For the browsing consumer, Fielding says Therma-Tru offers tools to help them discover the right door option on their own.
“We have some interactive programs on our website for homeowners and contractors to be able to go on there and explore,” says Fielding. “We have a program called ‘Build Your Door’ on our website which allows owners to go through and look at … the different entry door selections and put in different pieces of glass and they can save those creations and they can go back and look at those entryways they configured … then take it to a dealer to get a quote on it.

“There’s another software tool on our website called ‘Picture Perfect’ designed for dealers and contractors working with homeowners for replacement purposes. They come out to the house, take a picture of the home and can swap out doors on the home to give a visualization tool for homeowners to see how the door can work with the home,” he adds.

On the Upswing
Though sales may have been weak over the past few years, industry members agree the desire for decorative glass and sales continue to increase as the market changes.

“Our decorative door glass sales are very strong, we’ve seen a shift in the types and sizes people are buying,” says Fowler. “They’ve moved from large doors to smaller lites. You’re seeing a smaller craftsman option instead of a full lite.”

“I think it’s going to grow differently than it has in the past,” she adds. “The sizes are going to change and that’s going to be defined by the style of door people are choosing. Traditionally, door glass has been very ornate, with beveled glass, but we’re seeing a trend toward mid-century modern designs which are simpler and not so ornamental. All of the door manufacturers we supply are hitting the craftsman style. You have a lot of people renovating craftsman houses as well as new homes, which are taking architectural cues from craftsman styles, so we’re going to continue to grow that side of the business.”
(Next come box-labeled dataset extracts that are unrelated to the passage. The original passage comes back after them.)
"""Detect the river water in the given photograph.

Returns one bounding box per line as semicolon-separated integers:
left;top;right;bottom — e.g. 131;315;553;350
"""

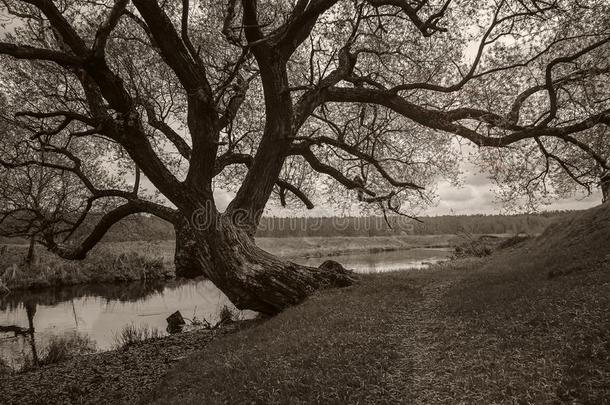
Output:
0;245;451;368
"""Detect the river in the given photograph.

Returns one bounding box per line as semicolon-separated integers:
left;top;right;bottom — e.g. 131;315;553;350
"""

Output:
0;248;451;368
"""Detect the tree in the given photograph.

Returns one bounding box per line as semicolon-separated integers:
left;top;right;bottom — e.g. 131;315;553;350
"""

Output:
0;0;610;314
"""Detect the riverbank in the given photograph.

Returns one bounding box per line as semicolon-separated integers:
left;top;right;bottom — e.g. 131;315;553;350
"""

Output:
141;205;610;404
0;208;610;404
0;235;459;294
0;321;254;405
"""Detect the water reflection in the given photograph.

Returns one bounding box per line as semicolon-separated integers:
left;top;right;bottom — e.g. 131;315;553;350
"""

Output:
0;249;451;368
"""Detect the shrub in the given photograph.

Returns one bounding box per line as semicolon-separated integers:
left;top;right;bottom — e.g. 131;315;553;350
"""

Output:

“People are starting to reach out again for the more expensive decorative glass options for their homes now, versus during the recession when they opted for the less expensive option, or nothing at all,” notes Washington.
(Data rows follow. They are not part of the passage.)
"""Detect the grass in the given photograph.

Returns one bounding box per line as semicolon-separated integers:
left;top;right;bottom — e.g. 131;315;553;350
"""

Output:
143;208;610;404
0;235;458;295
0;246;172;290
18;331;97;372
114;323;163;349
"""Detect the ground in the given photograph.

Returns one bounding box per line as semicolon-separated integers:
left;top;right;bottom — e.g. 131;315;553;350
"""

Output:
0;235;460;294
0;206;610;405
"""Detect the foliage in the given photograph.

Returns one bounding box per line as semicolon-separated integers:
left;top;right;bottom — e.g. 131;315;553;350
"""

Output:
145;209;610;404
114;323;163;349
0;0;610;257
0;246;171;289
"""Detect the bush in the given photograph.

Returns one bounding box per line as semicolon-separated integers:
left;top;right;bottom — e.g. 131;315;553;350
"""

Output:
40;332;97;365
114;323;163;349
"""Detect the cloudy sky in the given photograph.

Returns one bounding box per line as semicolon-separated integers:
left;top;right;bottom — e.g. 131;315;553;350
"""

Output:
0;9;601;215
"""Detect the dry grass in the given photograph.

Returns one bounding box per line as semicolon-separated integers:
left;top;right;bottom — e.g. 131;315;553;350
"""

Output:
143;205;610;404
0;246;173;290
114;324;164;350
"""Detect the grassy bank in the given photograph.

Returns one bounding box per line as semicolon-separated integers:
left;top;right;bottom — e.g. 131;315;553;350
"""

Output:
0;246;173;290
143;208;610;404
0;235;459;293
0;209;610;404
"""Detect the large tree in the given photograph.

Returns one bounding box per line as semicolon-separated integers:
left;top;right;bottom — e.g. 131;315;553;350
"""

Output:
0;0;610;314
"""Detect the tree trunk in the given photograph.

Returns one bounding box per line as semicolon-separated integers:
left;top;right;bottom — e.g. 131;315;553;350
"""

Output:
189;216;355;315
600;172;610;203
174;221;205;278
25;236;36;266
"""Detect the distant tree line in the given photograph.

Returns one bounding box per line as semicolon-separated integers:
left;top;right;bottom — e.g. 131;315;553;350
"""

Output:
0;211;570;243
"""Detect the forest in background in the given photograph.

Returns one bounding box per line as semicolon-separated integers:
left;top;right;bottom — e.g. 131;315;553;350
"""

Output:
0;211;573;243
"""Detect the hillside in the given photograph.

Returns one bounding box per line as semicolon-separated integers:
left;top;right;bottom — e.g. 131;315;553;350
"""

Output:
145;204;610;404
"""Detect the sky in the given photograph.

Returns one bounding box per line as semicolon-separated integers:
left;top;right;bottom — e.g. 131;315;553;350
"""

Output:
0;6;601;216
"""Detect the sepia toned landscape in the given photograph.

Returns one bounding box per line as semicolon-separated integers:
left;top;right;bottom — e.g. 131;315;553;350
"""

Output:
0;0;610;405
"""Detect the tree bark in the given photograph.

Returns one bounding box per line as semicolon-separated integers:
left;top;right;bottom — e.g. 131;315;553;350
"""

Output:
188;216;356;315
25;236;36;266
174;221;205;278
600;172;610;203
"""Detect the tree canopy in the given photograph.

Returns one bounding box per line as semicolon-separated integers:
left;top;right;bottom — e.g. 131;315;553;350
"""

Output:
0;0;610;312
“It’s still not one of the needed materials and I don’t think the economy is back where it was at its height. I think people who are loosening their wallets are opting for decorative glass, but I don’t think decorative glass is something average consumers are considering as much for their projects,” she adds.

Though the market isn’t back to pre-recession levels, some members agree it will eventually see a significant upturn.
“Being on the custom side of things, the remodeling sales are what kept us going. With housing starts increasing decorative glass is likely on the tail of that, not the front,” says Kenyon.

“Decorative glass is poised to grow,” states Contat. “The trends of including sidelites, homes getting smaller and rounding out your whole door system may change but if somebody has a lite in their window now, they want to replace it. You won’t see people trading down. When you think of the new homes that are being built, I think decorative will always play a role in it and grow as long as you are offering things that they like.”

Kenyon says he imagines the market as the Kentucky Derby, with everyone poised and ready, waiting for the buzzer to go off and the gates to open.

“We learned a lot over the last five years, though, so we’re looking at some growth in 2013,” says Kenyon. “I think everyone got smarter and they’re waiting to get out of the gates and start the race.”